Scaling a Web Service: Load Balancing

This post is going to look at one aspect of how sites like Facebook handle billions of requests and stay highly available: load balancing.

What is a load balancer?

A load balancer is a device that distributes work across many resources (usually computers). They are generally used to increase capacity and reliability.

In order to talk about load balancing in a general way, I make two assumptions about the service being scaled:

I can start as many instances of it as I want
Any request can go to any instance

The first assumption means that the service is stateless (or has shared state in something like a Redis cluster). The second assumption is not necessary in practice (because of things like sticky load balancing), but I assume it for the sake of simplicity in this post.

Here are the load balancing techniques I'm going to talk about:

Layer 7 load balancing (HTTP, HTTPS, WS)
Layer 4 load balancing (TCP, UDP)
Layer 3 load balancing
DNS load balancing
Manually load balancing with multiple subdomains
Anycast

and some miscellaneous topics at the end:

Latency and Throughput
Direct Server Return

These techniques are vaguely ordered as "steps" to take as a site gets more traffic. For example, Layer 7 load balancing would be the first thing to do (much earlier than Anycast). The first three techniques help with throughput and availability, but still have a single point of failure. The remaining three techniques remove this single point of failure while also increasing throughput.

To help us understand load balancing, we're going to look at a simple service that we want to scale.

Note: Each scaling technique is accompanied by a non-technical analogy to purchasing items at a store. These analogies are a simplified representation of the idea behind the technique and may not be entirely accurate.

The service

Let's pretend we're building a service that we want to scale. It might look something like this:

This system won't be able to handle a lot of traffic and if it goes down, the whole application goes down.

Analogy:

You go to the only checkout line in the store
You purchase your items
- If there isn't a cashier there, you can't make your purchase

Layer 7 load balancing

The first technique to start handling more traffic is to use Layer 7 load balancing. Layer 7 is the application layer. This includes HTTP, HTTPS, and WebSockets. A very popular and battle-tested Layer 7 load balancer is Nginx. Let's see how that'll help us scale up:

Note that we can actually load balance across tens or hundreds of service instances using this technique. The image above just shows two as an example.

Analogy:

An employee of the store directs you to a specific checkout line (with a cashier)
You purchase your items

Tools:

Nginx
HAProxy

Notes:

This is also where we'd terminate SSL

Layer 4 load balancing

The previous technique will help us handle a lot of traffic, but if we need to handle even more traffic, Layer 4 load balancing could be helpful. Layer 4 is the transport layer. This includes TCP and UDP. Some popular Layer 4 load balancers are HAProxy (which can do Layer 7 load balancing as well) and IPVS. Let's see how they'll help us scale up:

Layer 7 load balancing + Layer 4 load balancing should be able to handle more than enough traffic for most cases. However, we still need to worry about availability. The single point of failure here is the layer 4 load balancer. We'll fix this in the DNS load balancing section below.

Analogy:

There are separate checkout areas for people based on their membership number
- For example, if your membership number is divisible by two, go to the checkout near electronics, otherwise go to the one near food
Once you get to the right checkout area, an employee of the store directs you to a specific checkout line
You purchase your items

Tools:

HAProxy
IPVS

Layer 3 load balancing

If we need to scale up even more, we probably should add Layer 3 load balancing. This is more complicated than the first two techniques. Layer three is the network layer, which includes IPv4 and IPv6. Here's how Layer 3 load balancing could look:

To understand how this works, we first need a little background on ECMP (equal cost multi path routing). ECMP is generally used when there are multiple equal cost paths to the same destination. Very broadly, it allows the router or switch to send packets to the destination over different links (allowing for higher throughput).

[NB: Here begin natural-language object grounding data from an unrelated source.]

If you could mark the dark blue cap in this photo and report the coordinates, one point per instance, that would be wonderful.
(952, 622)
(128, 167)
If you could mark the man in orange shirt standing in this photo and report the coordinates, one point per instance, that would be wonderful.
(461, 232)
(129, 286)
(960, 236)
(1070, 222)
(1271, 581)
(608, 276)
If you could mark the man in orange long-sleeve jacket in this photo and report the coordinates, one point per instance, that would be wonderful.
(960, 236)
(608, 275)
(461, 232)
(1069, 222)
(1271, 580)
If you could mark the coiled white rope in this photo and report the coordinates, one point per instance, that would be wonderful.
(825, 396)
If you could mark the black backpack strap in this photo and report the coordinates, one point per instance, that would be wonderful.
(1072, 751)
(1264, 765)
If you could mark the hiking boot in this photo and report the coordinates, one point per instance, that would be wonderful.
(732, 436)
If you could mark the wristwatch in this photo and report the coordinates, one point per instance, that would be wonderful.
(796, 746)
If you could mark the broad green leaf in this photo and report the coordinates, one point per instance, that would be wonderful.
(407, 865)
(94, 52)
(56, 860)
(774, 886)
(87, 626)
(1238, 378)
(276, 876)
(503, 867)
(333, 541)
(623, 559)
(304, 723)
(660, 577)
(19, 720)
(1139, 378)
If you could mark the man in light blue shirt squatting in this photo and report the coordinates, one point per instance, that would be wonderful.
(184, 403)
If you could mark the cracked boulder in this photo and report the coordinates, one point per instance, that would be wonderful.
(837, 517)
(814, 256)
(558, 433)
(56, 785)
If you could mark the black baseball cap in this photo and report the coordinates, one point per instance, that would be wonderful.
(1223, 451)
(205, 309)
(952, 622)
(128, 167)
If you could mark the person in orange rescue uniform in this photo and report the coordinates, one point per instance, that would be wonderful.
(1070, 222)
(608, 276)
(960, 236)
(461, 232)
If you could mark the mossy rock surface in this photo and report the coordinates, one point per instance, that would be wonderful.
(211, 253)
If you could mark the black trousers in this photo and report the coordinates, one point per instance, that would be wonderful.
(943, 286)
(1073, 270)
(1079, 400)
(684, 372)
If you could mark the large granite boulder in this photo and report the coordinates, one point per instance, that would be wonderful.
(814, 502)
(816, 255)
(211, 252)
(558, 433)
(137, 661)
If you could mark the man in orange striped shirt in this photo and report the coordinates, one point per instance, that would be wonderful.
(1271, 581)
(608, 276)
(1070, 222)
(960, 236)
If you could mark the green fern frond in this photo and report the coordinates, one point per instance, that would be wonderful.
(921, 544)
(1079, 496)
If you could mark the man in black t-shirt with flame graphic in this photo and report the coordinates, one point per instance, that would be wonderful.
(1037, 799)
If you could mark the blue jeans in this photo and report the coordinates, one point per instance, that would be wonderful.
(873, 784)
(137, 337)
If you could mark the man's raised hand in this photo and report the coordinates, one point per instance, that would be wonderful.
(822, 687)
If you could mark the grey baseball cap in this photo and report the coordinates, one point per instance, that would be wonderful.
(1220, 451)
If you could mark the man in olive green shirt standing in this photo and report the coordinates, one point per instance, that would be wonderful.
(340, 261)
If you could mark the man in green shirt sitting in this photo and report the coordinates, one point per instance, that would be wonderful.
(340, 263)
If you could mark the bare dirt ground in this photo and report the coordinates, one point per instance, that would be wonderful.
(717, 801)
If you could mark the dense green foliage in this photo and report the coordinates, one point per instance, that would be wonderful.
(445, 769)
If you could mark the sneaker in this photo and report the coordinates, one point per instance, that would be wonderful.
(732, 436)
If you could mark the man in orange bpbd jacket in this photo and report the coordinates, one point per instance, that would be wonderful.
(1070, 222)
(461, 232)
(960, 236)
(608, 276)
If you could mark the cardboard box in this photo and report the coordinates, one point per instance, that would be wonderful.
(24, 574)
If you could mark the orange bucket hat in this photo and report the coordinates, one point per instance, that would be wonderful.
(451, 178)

We can exploit this to do L3 load balancing because, from our perspective, every L4 load balancer is the same. This means we can treat each link between the L3 load balancer and a L4 load balancer as a path to the same destination. If we give all of these load balancers the same IP address, we can use ECMP to split our traffic amongst all the L4 load balancers.

Analogy:

There are two separate identical stores across the street from each other. The one you go to depends on your dominant hand
Once you get to the right store, there are separate checkout areas for people based on their membership number
- For example, if your membership number is divisible by two, go to the checkout near electronics, otherwise go to the one near food
Once you get to the right checkout area, an employee of the store directs you to a specific checkout line
You purchase your items

Tools:

This is usually done in hardware with top-of-rack switches

TL;DR:

Unless you're running at a huge scale or have your own hardware, you don't need to do this

DNS load balancing

DNS is the system that translates names to IP addresses. For example, it may translate example.com to 93.184.216.34. It can also return multiple IP addresses as shown below:

If multiple IPs are returned, the client will generally use the first one that works (however, some implementations will only look at the first returned IP).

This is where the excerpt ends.